This is the extent to which teachers sense their ability to be a major factor that determines how successful their students become. In other words, it’s the confidence teachers have in their ability to guide their students to success. Teacher efficacy includes helping students learn, creating effective programs for students, and successfully changing student learning.
Teachers with strong efficacy typically display an enhanced level of enthusiasm for teaching. They also possess a strong commitment to their profession, positively impact student achievement, and show an augmented level of persistence. For these teachers, new situations aren’t roadblocks. Rather, they are taken as challenges and handled head-on without giving up.
Different factors influence teacher efficacy positively. For one, teachers who hold multiple roles in the school have an enhanced sense of self-efficacy, which is attributed to their commitment to the school and improved job satisfaction.
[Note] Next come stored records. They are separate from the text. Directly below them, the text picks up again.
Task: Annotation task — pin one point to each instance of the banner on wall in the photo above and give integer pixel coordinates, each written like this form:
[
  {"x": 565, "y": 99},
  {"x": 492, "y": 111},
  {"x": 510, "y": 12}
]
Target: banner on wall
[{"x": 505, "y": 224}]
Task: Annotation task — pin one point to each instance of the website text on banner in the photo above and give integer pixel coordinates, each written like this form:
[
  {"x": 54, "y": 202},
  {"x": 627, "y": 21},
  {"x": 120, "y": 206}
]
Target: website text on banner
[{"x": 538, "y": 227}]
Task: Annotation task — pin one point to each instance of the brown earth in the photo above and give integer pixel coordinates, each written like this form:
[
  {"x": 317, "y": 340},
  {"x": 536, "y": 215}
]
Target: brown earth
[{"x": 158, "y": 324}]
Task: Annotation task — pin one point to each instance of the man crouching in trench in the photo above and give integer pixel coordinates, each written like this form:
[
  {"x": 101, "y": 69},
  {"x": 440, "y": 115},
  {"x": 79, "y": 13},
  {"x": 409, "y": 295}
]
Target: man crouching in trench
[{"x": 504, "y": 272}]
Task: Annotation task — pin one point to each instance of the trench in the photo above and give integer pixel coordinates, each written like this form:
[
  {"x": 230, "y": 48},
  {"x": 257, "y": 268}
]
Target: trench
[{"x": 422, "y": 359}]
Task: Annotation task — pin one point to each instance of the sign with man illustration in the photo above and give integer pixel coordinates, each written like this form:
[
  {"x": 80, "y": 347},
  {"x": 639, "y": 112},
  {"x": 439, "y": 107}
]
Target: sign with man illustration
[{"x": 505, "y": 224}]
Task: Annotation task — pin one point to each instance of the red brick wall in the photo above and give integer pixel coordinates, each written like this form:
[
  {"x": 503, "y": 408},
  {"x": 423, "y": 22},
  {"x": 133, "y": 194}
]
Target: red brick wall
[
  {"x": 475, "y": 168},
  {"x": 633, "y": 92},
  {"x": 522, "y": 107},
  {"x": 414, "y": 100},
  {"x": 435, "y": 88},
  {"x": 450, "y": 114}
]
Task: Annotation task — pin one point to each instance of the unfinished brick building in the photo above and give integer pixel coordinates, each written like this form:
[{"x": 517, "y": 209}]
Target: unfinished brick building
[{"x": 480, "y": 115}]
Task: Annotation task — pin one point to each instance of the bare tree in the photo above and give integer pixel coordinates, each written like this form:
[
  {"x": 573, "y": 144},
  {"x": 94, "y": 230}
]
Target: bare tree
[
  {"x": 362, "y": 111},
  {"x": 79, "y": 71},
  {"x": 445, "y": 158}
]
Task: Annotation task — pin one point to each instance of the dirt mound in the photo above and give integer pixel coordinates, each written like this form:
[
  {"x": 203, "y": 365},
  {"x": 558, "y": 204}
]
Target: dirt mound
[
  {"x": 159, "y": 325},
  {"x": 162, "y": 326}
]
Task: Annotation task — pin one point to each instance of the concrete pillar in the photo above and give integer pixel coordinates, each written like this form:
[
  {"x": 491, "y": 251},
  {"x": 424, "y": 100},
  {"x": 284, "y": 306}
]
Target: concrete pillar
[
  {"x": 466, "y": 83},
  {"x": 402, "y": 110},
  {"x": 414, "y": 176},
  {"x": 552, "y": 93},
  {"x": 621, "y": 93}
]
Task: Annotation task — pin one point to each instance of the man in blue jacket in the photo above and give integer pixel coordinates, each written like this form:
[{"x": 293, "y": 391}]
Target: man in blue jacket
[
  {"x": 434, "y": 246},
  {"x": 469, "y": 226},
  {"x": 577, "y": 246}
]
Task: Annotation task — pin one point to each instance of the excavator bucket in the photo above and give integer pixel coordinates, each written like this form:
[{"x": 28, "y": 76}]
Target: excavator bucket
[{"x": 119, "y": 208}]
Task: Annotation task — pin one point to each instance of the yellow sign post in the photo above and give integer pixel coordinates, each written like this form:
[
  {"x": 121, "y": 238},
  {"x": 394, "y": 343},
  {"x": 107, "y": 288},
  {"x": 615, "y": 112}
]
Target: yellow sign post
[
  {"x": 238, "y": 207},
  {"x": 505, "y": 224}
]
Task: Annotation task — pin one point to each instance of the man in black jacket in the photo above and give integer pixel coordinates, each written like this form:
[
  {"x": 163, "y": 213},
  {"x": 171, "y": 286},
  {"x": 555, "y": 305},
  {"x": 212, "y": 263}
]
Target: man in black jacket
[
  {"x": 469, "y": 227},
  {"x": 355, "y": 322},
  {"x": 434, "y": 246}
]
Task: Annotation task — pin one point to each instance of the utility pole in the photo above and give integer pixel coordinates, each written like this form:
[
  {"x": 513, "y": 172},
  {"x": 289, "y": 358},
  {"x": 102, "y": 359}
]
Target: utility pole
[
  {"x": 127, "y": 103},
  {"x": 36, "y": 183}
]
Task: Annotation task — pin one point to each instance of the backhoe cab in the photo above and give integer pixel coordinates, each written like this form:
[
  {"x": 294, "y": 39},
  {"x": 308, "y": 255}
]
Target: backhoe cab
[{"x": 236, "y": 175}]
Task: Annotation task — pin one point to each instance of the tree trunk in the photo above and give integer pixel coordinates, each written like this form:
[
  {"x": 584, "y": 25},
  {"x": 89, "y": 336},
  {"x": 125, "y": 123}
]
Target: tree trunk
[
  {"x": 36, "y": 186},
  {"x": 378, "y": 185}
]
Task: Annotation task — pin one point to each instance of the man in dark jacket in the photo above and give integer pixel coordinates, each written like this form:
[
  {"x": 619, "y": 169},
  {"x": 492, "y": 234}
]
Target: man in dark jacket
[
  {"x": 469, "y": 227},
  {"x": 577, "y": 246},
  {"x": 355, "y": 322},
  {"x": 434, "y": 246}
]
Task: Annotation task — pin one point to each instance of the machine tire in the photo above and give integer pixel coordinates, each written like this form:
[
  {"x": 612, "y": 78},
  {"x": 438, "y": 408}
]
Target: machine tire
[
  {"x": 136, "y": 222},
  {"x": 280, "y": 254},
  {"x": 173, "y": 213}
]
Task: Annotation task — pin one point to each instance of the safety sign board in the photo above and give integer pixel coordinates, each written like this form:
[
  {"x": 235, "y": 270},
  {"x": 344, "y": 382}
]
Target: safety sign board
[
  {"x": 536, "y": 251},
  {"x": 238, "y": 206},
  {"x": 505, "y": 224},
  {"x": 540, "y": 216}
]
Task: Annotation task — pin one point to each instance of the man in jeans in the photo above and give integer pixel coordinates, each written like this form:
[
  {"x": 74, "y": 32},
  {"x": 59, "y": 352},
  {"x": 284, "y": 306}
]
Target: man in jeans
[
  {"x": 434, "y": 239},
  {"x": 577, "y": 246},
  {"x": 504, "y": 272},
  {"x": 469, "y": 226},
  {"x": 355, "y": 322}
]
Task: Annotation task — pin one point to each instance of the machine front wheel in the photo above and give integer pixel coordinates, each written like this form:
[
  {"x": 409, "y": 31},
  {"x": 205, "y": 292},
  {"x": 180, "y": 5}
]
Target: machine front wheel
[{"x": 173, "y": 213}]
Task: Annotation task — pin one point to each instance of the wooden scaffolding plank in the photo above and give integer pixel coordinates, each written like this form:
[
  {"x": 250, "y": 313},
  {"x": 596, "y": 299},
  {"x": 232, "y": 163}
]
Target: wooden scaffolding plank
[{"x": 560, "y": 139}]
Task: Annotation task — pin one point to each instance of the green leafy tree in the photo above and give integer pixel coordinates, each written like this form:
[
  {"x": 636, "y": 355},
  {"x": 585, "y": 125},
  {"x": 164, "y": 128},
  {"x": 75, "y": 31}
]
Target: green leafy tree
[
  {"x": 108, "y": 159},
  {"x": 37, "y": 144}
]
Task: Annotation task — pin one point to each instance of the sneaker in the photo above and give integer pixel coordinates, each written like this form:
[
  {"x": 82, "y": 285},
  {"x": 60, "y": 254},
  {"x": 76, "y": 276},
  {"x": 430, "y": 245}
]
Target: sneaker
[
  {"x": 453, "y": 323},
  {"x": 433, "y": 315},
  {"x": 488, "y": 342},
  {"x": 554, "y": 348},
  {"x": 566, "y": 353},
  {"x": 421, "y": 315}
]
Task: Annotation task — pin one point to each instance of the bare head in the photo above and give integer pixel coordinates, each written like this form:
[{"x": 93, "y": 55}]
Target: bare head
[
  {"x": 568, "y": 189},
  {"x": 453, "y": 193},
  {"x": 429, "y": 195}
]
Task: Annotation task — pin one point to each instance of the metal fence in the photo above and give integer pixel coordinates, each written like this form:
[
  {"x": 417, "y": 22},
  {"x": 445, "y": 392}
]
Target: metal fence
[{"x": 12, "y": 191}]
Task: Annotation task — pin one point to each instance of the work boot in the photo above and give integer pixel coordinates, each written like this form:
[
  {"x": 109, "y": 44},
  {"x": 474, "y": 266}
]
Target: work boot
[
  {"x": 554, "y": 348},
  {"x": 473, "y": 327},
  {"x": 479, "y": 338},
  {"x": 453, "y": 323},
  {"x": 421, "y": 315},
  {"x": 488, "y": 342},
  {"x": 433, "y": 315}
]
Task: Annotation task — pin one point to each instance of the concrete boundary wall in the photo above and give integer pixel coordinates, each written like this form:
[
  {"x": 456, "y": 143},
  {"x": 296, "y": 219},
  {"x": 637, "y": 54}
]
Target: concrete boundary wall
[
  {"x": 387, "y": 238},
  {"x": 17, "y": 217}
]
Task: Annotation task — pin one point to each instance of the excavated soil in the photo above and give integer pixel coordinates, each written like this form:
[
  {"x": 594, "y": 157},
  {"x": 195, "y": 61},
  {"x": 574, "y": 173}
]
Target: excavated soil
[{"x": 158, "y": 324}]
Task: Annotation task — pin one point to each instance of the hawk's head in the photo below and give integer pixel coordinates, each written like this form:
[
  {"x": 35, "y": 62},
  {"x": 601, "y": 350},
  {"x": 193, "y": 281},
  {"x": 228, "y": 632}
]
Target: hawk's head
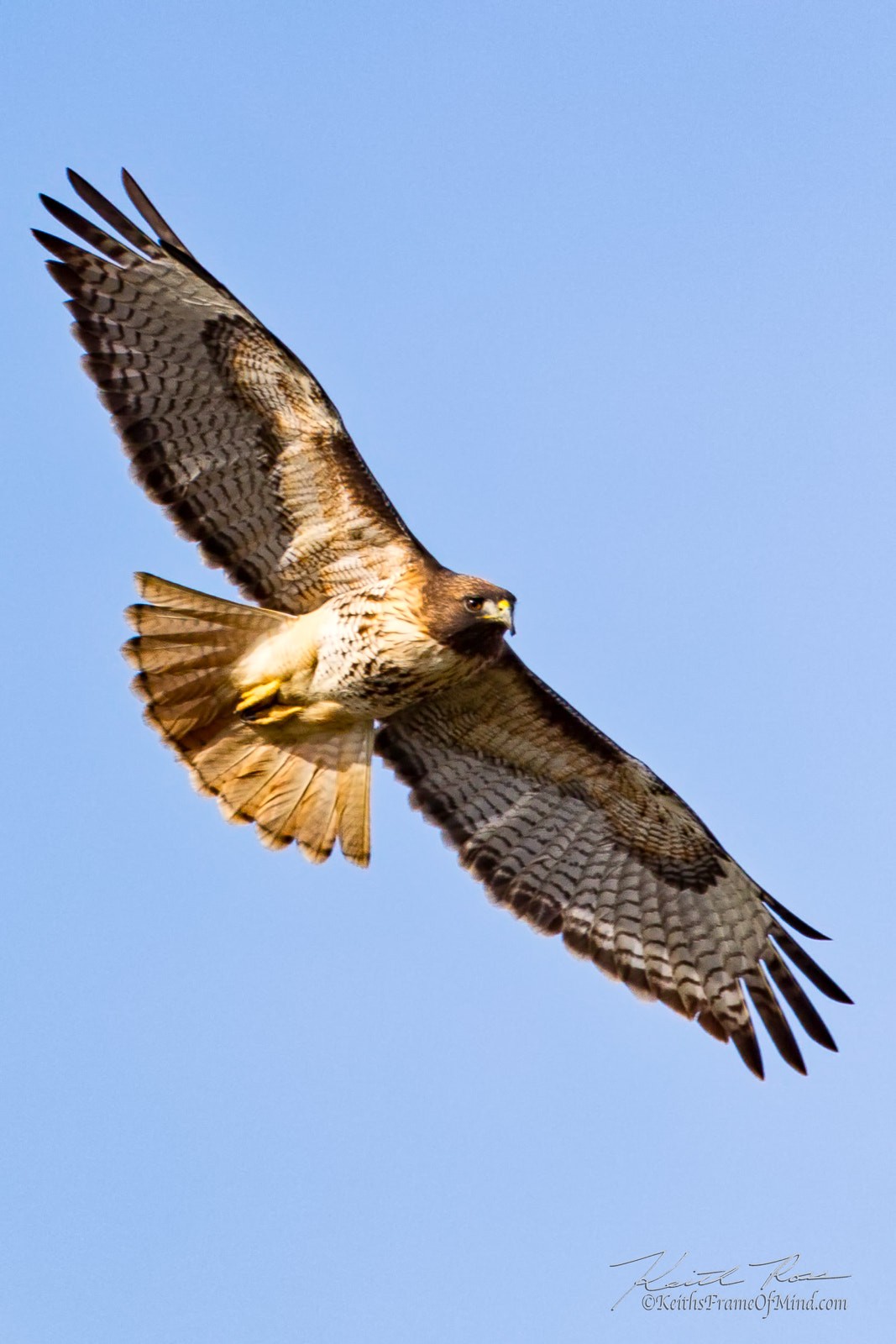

Second, teachers who hold factors within their control (such as collaborating with colleagues, considering alternative teaching strategies, helping students visualize themselves as competent learners, etc.) responsible for their students’ success typically have much higher efficacy levels than those who hold factors beyond their control (like class size, family situation, and student effort, among others) responsible.
Third, learning and implementing new teaching practices boost teacher efficacy and benefit students. In other words, when teachers get better, their students too become more proficient. When teachers come to know, think, understand, and practice in a different way in a verifiable area of student learning requirements, they end up impacting student achievement positively.
It’s possible to boost teacher efficacy. Most efforts aiming to achieve this goal are based on Albert Bandura’s social learning theory that proposed four chief sources of efficacy perceptions, namely vicarious experiences, mastery experiences, physiological and emotional states, and social and verbal persuasion.
The most dominant among these for teacher efficacy was found to be mastery experiences. To put it differently, teachers’ personal experiences of success or lack of it strongly form their efficacy beliefs. In contrast, efficacy beliefs are merely modestly altered by logical persuasion, watching others, or emotional situations. Actual change happens through what teachers experience in their classrooms with their students.
When a group of teachers has faith in their ability to affect students positively, it’s called collective teacher efficacy. In schools that have collective teacher efficacy, teachers are more focused on academic pursuits, display more optimistic attitudes toward professional development, and experience enhanced levels of relationship satisfaction, motivation, and intent to stick to their profession.